See a couple’s counselor.I’m a big believer that every couple, regardless of how healthy their relationship is, can benefit from couple’s counseling. Visiting a counselor before baby arrives can be especially helpful as it provides an objective outlet to work through any discord that comes up when you discuss topics like parenting philosophies, responsibilities, and other potentially triggering subjects. Working out many of these disagreements while you’re still pregnant allows you both to enter parenthood with more clarity about one another, and how you’ll navigate your new roles. To find a counselor that accepts your insurance, use a resource like Psychology Today.
Hug it out.It’s really hard to hold on to stress, and be mad at someone you love, when you’re engaging in a long, warm hug. This easy act can be really effective when you want to connect with your partner, or show appreciation, but are just too exhausted to find the words. Hugging can also be a great way to diffuse an argument. If you feel yourself spinning out, or notice how unproductive an argument is becoming, step forward, ask your partner if you can hug them, and then do it.
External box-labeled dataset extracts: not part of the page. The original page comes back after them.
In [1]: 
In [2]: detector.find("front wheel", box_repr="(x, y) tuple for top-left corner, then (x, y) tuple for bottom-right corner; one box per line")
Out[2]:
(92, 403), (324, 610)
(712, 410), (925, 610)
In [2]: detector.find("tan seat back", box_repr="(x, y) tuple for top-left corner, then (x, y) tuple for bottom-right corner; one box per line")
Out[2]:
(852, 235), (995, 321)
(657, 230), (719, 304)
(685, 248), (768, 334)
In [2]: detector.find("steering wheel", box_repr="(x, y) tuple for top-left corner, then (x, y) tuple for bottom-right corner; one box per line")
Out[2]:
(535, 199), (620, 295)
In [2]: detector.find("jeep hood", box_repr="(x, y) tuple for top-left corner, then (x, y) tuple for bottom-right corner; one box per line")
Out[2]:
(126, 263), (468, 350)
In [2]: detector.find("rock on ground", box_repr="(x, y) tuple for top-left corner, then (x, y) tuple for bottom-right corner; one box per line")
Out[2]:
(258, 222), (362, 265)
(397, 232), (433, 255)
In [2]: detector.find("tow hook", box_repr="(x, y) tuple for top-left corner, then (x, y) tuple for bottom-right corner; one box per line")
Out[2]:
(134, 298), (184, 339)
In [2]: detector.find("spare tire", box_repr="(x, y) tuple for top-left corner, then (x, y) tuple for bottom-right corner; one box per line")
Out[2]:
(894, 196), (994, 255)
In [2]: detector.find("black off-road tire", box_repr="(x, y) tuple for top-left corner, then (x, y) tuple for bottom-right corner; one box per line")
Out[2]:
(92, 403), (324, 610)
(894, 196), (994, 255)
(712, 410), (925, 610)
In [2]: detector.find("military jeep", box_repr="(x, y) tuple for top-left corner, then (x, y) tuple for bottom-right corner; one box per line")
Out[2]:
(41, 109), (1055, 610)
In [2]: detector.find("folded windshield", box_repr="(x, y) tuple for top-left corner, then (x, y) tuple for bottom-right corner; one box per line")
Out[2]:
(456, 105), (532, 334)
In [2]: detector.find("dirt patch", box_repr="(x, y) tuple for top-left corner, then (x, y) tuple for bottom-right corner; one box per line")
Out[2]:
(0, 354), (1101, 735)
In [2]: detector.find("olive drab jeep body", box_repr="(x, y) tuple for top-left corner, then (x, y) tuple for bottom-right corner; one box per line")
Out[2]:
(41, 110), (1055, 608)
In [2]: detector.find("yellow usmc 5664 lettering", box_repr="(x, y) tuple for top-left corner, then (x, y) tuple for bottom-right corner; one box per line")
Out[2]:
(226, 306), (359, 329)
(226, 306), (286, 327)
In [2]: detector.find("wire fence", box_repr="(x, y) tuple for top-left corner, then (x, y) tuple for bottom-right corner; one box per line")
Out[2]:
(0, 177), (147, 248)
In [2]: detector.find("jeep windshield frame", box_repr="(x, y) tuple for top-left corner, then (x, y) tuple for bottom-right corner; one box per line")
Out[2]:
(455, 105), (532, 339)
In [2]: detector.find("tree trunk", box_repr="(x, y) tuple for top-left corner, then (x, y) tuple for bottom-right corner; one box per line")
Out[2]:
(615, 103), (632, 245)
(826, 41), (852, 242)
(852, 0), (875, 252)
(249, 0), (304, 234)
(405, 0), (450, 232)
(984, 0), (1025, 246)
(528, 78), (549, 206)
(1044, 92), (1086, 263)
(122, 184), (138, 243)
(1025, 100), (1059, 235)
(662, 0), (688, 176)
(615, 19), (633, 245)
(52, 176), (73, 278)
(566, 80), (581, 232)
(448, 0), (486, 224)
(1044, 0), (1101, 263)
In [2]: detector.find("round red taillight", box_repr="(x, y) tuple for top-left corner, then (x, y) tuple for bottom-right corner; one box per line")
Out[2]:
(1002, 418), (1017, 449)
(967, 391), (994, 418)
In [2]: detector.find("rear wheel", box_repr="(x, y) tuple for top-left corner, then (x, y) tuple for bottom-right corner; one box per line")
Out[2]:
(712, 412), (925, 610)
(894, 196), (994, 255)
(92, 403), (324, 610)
Make it a long one. Hold the embrace until you feel them soften. This can be one of the simplest methods for hitting the reset button.
Promise to acknowledge one another’s contributions to the family.Parenting can be a thankless experience. You put your all into caring for your baby, and all they do in response is cry and knock the baby food on the floor. But the baby isn’t the only person in the house. If you and your partner promise to make an effort to simply say “thank you” when one of you cooks dinner, changes a diaper, or does one of the hundreds of other small, yet crucial, tasks required to nurture a family, you’ll both feel seen and appreciated. While this may seem like a small act, it can do wonders for motivating parents to keep on keeping on.
While there will be highs and lows as you and your partner navigate your dual roles of parent and romantic partner, these tips can help you build a relationship that becomes stronger with the challenges, and support you in deeply appreciating the bond you have with your significant other. In addition, your baby will benefit from this strengthened bond, as they sense tension or harmony in the family unit, and respond accordingly, even when they’re in the womb. So know that even the smallest acts of cooperation, service, and compassion towards your partner will have a significant impact on the health of your blossoming family.